José Emilio Mitrovich

Personal information
- Date of birth: 8 July 1947 (age 79)
- Place of birth: Mar del Plata, Argentina
- Height: 1.77 m (5 ft 10 in)
- Position: Attacking midfielder

Youth career
- Racing Club

Senior career*
- Years: Team / Apps / (Gls)
- 1968: Quilmes / 4 / (0)
- 1969–1971: Kimberley / 18+ / (6+)
- 1971–1972: Toluca
- 1972–1973: Veracruz
- 1973: Chacarita Juniors
- 1974–1975: Municipal
- 1976: Aurora
- 1977: Municipal
- 1978–1983: Cobán Imperial
- 1983: Aurora
- 1984: Cobán Imperial

International career
- 1977–1980: Guatemala / 11 / (4)

= José Emilio Mitrovich =

Argentine-born Guatemalan footballer (born 1947)

José Emilio Mitrovich (born 8 July 1947) is a former footballer who played as an attacking midfielder. Born in Argentina, he represented the Guatemala national team.

==Club career==
Mitrovich began his career in the youth team of Racing Club. In 1968, he joined Quilmes, where he made four appearances in his first season. He then joined Kimberley de Mar del Plata, helping them get promoted to the Primera División, where he scored six goals in 18 matches. In 1971, during a match between Kimberley and San Lorenzo, he was involved in a dubious penalty decision after pulling on the shirt of Miguel Ángel Serna, with the match ending in a pitch invasion by Kimberley fans who were trying to attack referee José Francisco Bujedo.

In 1973, after touring Central America with Chacarita Juniors, he joined Guatemalan club Municipal.
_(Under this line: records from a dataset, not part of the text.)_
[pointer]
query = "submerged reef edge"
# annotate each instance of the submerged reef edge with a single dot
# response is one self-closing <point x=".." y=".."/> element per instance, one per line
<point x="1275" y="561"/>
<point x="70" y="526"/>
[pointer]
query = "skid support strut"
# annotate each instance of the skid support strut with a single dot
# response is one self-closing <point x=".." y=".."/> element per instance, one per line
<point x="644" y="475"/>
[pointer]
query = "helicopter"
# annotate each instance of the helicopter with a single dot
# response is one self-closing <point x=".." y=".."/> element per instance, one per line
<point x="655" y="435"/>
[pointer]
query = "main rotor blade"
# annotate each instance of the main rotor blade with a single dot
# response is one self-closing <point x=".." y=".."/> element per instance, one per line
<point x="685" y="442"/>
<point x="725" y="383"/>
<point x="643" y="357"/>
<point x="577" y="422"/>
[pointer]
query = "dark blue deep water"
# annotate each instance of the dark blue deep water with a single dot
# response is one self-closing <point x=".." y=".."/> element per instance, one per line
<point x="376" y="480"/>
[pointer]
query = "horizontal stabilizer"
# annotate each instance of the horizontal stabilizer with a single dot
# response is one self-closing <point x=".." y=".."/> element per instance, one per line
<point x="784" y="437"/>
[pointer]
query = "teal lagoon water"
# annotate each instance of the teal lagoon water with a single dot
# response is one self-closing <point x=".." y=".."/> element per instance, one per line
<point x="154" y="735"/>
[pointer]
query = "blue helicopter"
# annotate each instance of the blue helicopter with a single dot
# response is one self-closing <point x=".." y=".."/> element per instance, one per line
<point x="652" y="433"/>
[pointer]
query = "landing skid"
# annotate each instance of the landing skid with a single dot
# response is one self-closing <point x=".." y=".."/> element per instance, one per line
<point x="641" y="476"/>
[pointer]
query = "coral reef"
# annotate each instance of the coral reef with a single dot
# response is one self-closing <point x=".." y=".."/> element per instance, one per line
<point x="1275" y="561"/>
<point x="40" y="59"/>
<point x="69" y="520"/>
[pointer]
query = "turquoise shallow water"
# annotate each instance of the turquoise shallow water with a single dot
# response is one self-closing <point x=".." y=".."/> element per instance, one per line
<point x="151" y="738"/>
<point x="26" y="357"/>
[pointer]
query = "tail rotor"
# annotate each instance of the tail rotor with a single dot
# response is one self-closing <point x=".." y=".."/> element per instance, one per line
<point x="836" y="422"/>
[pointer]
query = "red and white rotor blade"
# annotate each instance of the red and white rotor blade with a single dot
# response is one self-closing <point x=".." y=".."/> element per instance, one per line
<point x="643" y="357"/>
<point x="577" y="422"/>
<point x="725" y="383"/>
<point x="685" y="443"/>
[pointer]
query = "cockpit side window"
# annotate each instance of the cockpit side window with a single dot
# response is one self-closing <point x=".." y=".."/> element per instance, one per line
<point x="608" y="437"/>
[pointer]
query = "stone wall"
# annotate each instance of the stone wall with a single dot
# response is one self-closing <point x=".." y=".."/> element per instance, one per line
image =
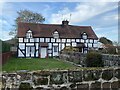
<point x="78" y="58"/>
<point x="82" y="79"/>
<point x="111" y="60"/>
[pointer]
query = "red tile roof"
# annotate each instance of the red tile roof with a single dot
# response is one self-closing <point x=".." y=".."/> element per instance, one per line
<point x="46" y="30"/>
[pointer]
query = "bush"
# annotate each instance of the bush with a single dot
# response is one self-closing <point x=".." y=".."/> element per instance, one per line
<point x="94" y="59"/>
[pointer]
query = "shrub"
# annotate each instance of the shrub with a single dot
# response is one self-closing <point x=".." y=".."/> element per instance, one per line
<point x="94" y="59"/>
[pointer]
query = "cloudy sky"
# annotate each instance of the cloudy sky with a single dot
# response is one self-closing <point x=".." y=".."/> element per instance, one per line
<point x="102" y="16"/>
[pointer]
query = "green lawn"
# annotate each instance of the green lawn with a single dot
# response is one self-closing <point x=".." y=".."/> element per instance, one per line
<point x="15" y="64"/>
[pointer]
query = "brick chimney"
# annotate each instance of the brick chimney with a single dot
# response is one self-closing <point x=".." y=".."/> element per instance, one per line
<point x="65" y="22"/>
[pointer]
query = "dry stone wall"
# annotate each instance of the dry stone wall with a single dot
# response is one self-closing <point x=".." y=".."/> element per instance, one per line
<point x="78" y="59"/>
<point x="83" y="79"/>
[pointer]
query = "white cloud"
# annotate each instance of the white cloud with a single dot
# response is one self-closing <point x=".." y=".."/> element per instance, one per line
<point x="83" y="11"/>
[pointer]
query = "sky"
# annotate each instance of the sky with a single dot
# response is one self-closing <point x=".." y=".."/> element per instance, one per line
<point x="101" y="16"/>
The following year, he helped them secure both the Liga Nacional and Copa Fraternidad titles, before scoring twice in the second leg of the 1974 CONCACAF Champions' Cup final to beat Surinamese side Transvaal.
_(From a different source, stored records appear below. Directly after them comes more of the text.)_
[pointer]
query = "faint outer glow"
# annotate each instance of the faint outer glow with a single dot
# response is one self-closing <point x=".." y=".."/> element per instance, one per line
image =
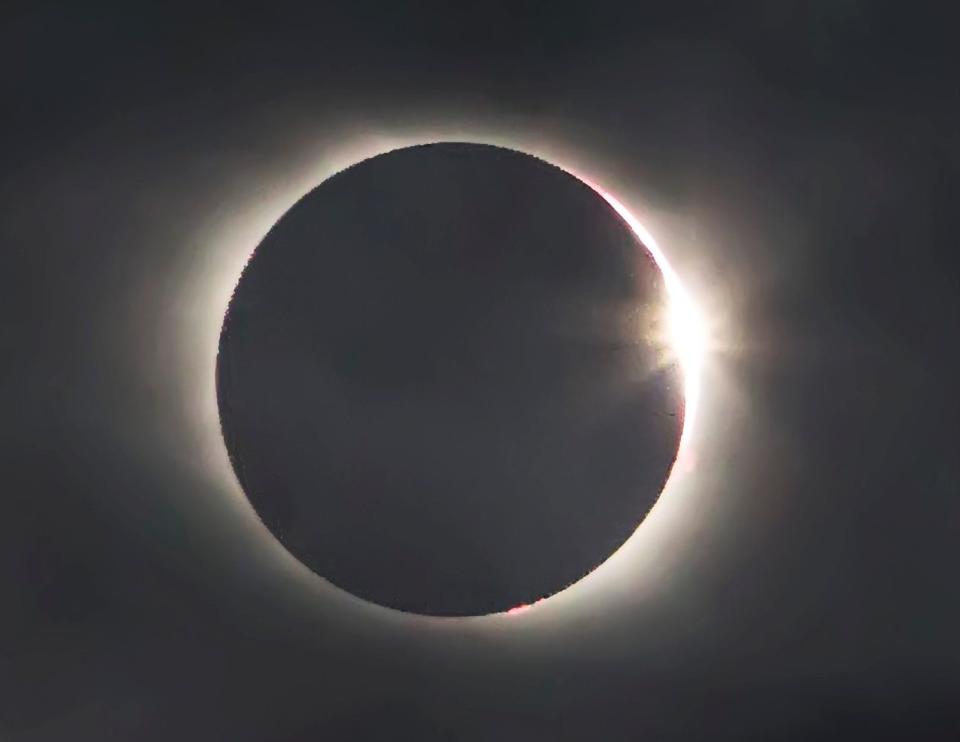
<point x="686" y="328"/>
<point x="209" y="278"/>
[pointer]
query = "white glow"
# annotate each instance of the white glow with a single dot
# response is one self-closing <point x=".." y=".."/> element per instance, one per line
<point x="231" y="236"/>
<point x="686" y="328"/>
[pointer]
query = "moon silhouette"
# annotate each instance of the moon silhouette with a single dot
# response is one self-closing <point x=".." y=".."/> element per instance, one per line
<point x="441" y="384"/>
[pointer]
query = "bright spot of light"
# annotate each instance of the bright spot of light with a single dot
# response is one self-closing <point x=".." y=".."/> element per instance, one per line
<point x="687" y="332"/>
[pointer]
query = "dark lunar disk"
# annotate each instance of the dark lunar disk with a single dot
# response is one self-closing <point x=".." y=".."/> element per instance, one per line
<point x="434" y="382"/>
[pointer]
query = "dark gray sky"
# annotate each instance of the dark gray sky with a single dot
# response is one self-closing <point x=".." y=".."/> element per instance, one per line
<point x="799" y="160"/>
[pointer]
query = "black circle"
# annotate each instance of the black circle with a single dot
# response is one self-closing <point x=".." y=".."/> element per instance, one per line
<point x="436" y="385"/>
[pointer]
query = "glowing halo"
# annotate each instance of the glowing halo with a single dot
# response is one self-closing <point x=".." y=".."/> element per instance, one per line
<point x="687" y="336"/>
<point x="212" y="274"/>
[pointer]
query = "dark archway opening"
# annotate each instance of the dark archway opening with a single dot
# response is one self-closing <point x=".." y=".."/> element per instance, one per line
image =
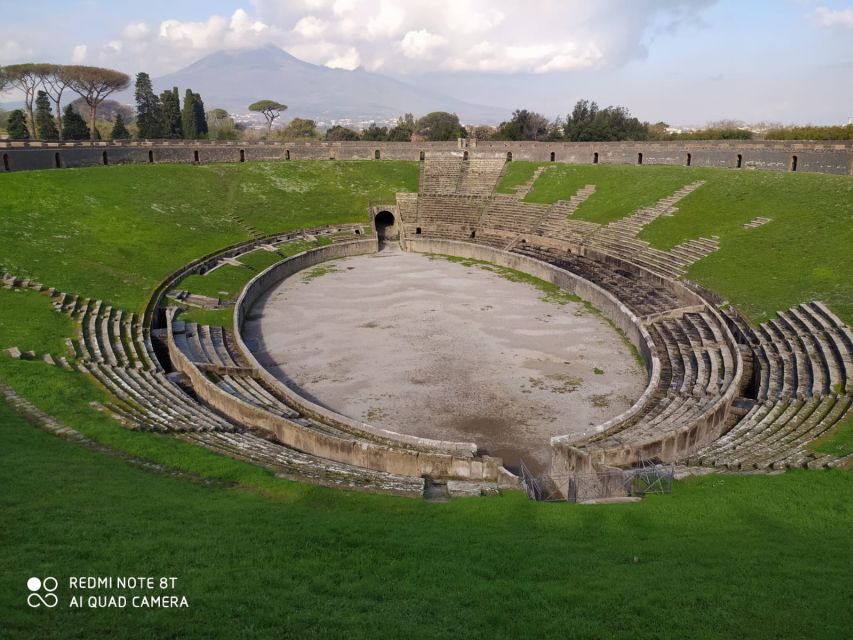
<point x="386" y="226"/>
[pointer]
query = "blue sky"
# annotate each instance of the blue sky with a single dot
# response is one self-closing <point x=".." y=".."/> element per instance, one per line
<point x="682" y="61"/>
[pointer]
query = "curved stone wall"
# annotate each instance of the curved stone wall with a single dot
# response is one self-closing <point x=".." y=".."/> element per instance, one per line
<point x="834" y="157"/>
<point x="260" y="284"/>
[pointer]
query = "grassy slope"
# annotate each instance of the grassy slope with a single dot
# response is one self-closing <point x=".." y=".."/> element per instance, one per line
<point x="42" y="330"/>
<point x="722" y="557"/>
<point x="803" y="254"/>
<point x="114" y="232"/>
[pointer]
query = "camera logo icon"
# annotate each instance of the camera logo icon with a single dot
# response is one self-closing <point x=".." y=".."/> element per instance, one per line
<point x="47" y="585"/>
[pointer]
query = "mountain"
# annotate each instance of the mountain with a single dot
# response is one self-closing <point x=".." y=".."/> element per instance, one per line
<point x="234" y="79"/>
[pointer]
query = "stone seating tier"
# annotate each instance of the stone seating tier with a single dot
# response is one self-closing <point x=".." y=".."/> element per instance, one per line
<point x="642" y="297"/>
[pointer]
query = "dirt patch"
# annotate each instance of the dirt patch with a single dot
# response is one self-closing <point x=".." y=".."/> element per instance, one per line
<point x="442" y="350"/>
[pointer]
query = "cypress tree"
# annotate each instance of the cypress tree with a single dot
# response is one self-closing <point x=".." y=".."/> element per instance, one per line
<point x="189" y="119"/>
<point x="119" y="132"/>
<point x="45" y="124"/>
<point x="148" y="115"/>
<point x="74" y="127"/>
<point x="170" y="114"/>
<point x="17" y="127"/>
<point x="200" y="115"/>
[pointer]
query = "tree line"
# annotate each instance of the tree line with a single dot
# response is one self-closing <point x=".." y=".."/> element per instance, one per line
<point x="43" y="86"/>
<point x="164" y="116"/>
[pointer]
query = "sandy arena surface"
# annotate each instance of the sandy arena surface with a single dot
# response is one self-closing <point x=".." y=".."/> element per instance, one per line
<point x="437" y="349"/>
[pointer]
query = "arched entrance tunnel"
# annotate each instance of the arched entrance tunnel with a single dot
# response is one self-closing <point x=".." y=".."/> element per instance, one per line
<point x="386" y="226"/>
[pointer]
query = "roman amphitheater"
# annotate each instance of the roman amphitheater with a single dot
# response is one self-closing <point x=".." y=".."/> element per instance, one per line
<point x="412" y="354"/>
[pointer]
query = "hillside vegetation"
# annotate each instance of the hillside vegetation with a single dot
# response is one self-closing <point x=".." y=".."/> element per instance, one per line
<point x="803" y="254"/>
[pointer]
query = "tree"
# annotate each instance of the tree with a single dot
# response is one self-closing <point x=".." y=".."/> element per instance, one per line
<point x="56" y="81"/>
<point x="299" y="128"/>
<point x="73" y="125"/>
<point x="148" y="118"/>
<point x="338" y="133"/>
<point x="483" y="132"/>
<point x="374" y="133"/>
<point x="119" y="131"/>
<point x="45" y="124"/>
<point x="221" y="125"/>
<point x="17" y="127"/>
<point x="199" y="115"/>
<point x="270" y="110"/>
<point x="524" y="125"/>
<point x="404" y="128"/>
<point x="27" y="78"/>
<point x="193" y="123"/>
<point x="440" y="125"/>
<point x="94" y="84"/>
<point x="170" y="114"/>
<point x="589" y="123"/>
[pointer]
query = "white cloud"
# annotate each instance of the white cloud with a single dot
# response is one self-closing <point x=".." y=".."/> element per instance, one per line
<point x="415" y="36"/>
<point x="11" y="51"/>
<point x="194" y="35"/>
<point x="826" y="17"/>
<point x="420" y="44"/>
<point x="387" y="22"/>
<point x="136" y="31"/>
<point x="310" y="27"/>
<point x="349" y="60"/>
<point x="78" y="54"/>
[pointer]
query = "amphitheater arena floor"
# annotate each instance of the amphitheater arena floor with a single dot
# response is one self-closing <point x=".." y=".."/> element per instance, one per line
<point x="438" y="349"/>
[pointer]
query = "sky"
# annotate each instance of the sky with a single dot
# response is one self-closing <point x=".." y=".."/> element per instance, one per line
<point x="685" y="62"/>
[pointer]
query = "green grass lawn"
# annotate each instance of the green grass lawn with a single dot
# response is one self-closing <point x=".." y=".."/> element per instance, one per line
<point x="28" y="321"/>
<point x="115" y="232"/>
<point x="721" y="557"/>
In total, he scored 121 goals in the Liga Nacional across his career.

==International career==
Born in Argentina, Mitrovich obtained Guatemalan citizenship in 1977, having played there since 1974. He made a total of 11 appearances for the Guatemala national team between 1977 and 1980, scoring four goals and competing in the 1977 CONCACAF Championship.

==Coaching career==
In May 2014, he joined the technical staff of the Guatemala national team.